Log in Newsletter

Someday you'll thank me

Is April really the cruelest month?

Posted

Is April really the cruelest month? T.S. Eliot certainly thought so. In “The Wasteland,” a poem widely regarded as a literary masterpiece, Eliot offers a description of April so bleak that anyone who reads it will probably want to skip from March straight into May.
I am of two minds about April, which I regard as a picturesque bridge between winter and spring. While I enjoy the colorful landscape, the warmer weather, and the longer days, I can understand how Eliot came to regard April as the month he disliked the most.
I don’t know what the pollen levels were like where Eliot lived, but if they were anything like they are in Fayetteville during a typical spring, when every bush, plant and tree is in full bloom, that factor alone would explain why he wrote dystopian poetry about this time of year.
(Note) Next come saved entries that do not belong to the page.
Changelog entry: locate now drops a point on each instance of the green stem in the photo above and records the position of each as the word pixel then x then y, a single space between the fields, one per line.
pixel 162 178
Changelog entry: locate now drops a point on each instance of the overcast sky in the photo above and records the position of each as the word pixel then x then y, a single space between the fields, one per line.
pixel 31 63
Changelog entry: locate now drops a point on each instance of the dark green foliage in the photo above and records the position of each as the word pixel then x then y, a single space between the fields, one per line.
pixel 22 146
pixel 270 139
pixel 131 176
It is difficult, if not impossible, to create an ode to spring when every inch of your home’s interior is covered with bright yellow dust that no amount of cleaning will remove. Even Shakespeare would have been unable to pen a seasonal sonnet if he had been forced to stop writing every other minute to wipe away the tears from his eyes or the discharge from his nose.
While the pollen tsunami gives us a reason to dread the coming of April, there is another reason some of us do not look forward to this month. I refer to it as the Easter bonnet syndrome, and it is a real condition for those of us whose memories stretch back many decades.
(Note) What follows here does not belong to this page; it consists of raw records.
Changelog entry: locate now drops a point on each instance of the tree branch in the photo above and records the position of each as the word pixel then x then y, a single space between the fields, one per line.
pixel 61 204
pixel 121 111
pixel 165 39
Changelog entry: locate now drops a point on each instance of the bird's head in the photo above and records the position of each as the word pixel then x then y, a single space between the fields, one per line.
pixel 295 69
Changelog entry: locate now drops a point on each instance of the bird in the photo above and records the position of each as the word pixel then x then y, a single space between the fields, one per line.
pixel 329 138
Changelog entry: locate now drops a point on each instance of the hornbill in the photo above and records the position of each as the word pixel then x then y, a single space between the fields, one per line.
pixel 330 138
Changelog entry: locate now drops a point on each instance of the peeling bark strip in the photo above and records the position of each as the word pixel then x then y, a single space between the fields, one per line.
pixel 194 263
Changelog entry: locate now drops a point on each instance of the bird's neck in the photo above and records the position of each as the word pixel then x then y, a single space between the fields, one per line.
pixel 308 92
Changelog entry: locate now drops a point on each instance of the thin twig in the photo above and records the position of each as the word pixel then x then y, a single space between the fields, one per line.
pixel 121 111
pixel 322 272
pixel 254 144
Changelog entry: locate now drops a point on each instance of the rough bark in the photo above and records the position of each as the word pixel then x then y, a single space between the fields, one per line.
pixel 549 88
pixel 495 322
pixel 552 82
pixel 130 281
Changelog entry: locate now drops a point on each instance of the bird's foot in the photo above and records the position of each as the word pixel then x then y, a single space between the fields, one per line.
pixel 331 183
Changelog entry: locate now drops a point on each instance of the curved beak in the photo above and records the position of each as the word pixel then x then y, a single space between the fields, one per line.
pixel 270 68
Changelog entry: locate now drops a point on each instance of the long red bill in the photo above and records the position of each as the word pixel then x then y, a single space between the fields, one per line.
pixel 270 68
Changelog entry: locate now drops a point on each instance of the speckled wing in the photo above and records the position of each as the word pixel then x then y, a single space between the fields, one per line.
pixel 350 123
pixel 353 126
I have a photograph of myself on my kitchen refrigerator that was taken the Easter I was 5 years old. In it, I am wearing a new dress with a voluminous petticoat underneath it. When I use the word “voluminous,” I am understating the circumference of this garment. It was so wide and full that if a strong wind had been blowing while I posed for this picture, I would surely have been swooped up and transported to Oz or Neverland.
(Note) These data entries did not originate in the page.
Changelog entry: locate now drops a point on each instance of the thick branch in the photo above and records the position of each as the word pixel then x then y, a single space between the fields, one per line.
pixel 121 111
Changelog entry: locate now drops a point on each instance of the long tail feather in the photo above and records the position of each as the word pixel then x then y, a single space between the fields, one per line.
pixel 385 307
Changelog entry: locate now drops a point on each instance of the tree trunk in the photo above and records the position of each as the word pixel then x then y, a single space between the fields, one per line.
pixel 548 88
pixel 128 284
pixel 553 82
This garment could have offered shelter to untold numbers of small animals during a rainstorm if they had formed a circle around my feet.
Just in case the petticoat wasn’t bad enough, I also had to contend with two other fashion challenges — a corsage and a tight-fitting hat. Even now, it would be hard for me to decide which of these items was more torturous. While the corsage was beautiful, it was so itchy that I practically scratched the skin off my neck. Because it was a gift from my uncle, my mother would not let me take it off, so I had to endure the irritation for several hours. The hat had thin ribbons that were tied so tightly under my chin that I felt like I was being choked. It didn’t help that these two irritants were just inches apart. They may have occupied a small space on my neck, but the discomfort they created resonated from head to toe.
Nothing tops off a day of sartorial torture like an Easter egg hunt, and my memories of most of these only validate Eliot’s opinion about April. Since the candy inside the eggs was the first candy I would enjoy after a long Lent of eating no sweets, I had to make sure I found eggs that contained the treats I wanted. As a devout chocolate lover, I dreamed of finding Hershey’s Kisses or Tootsie Rolls. What I inevitably ended up with were Peeps and jelly beans, two confections that should never have been created, much less put into the eggs I kept finding. Apparently, the chocolate candy was as elusive as a comfortable Easter outfit.
One reason Eliot believed that April was the cruelest month was the mixing of “Memory and desire.” I am in total agreement with him on this point. My memories of wearing itchy corsages and never once finding chocolate candy during an Easter egg hunt created in me a desire to skip this month altogether.